Rebel Company

Rebel Company

COMPANY I HAVE KEPT. By HENRY S. SALT. (Allen and Unwin. 10s. net.)

Readers of Mr. Salt’s “Memories of Bygone Eton” and “Seventy Years among Savages” will welcome his new volume of reminiscence, which is a friendship’s garland rather than a fresh instalment of autobiography. They need not share his peculiar views on vegetarianism, humanitarianism, or the morality of field sports—though they may chuckle at the vigour and. the, occasional quaint illogicalities with which he maintains them. To enjoy one of Mr. Salt’s books it is only necessary to appreciate a singularly urbane and graceful style, redolent both of his Virgilian studies and his Eton traditions, a sly and always good-natured humour, and a happy shrewdness in the summing up of character.

After some mellow recollections of Shrewsbury and of Eton, Mr. Salt introduces us to the “company” he kept after his revolt from the ideas and conventions of his earlier life. The centre of the picture is held by Edward Carpenter, the sociable hermit of Millthorpe, where he combined in rural peace the functions of poet, philosopher, reformer, and market- gardener. It is clear from almost every page of Mr. Salt’s book how deep is his debt to Carpenter’s “simple life” gospel, but he avoids the insipidities of hero- worship. Carpenter, for instance, was an insistent champion of the benefits of manual labour in the fields.

I was once staying at Millthorpe at the time when the hay was to be cut, and in company with other guests I volunteered to assist in the work of carrying it. It was our enthusiasm alone that sustained us. We worked hard all the morning, and after the midday meal we asserted our readiness to continue. I thought our host did not look quite so pleased with us as we were entitled to expect, but out we all went in the blazing afternoon sun, and not a sign escaped us of our real inward inclinations.
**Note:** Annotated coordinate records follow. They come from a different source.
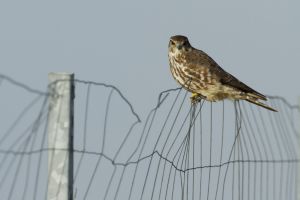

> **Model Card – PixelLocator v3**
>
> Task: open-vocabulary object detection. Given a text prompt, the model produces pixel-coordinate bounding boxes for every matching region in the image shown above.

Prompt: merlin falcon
[168,35,277,112]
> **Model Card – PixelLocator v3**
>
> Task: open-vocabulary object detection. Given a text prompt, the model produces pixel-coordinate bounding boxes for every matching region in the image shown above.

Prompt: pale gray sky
[0,0,300,199]
[0,0,300,113]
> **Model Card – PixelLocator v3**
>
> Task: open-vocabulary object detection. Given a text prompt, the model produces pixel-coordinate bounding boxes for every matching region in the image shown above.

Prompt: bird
[168,35,277,112]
Suddenly Edward [Carpenter] who was next in the line to me, threw down his hay-fork and said testily:  “Well, I can’t go on all day cocking this — stuff, if you can.” So virtue was rewarded, and all the weary had rest.

Carpenter was undoubtedly a prophet but not always in the narrower sense a reliable one. “No, Shaw.  It won’t do,” was his verdict on hearing a reading of Candida in Mr. Shaw’s early period of neglect, and really after that the dramatist was justified in some scepticism about the soundness of the “Noble Savage’s” judgment.

After Edward Carpenter, the chief figures in the book are the “poet-naturalists,” Thoreau, Jefferies, and W. H. Hudson—the first two only spiritual companions of the author’s, the third an actual friend. About all three, he writes delightfully. But he can also extract charm from the unpromising subject of “cranks” and “bores,” and his convictions have laid him sadly open to persecution from both species. But he bears with them amiably, as he does with his controversial opponents; there is a pleasant glimpse of Mr. Chesterton calling at the office of the Humanitarian League, “where he kept expressing his fear that, if he detained me even a few minutes longer, ‘some elephant might suffer.’ ”

There are still echoes of controversy in the pages setting forth why Mr. Salt judges Virgil a better poet than Homer, but they die away when he speaks of wild flowers and the beauty of the South Downs. He has certainly drunk deep of the spirit of the “poet-naturalists,” and studied the art of disputing without offence.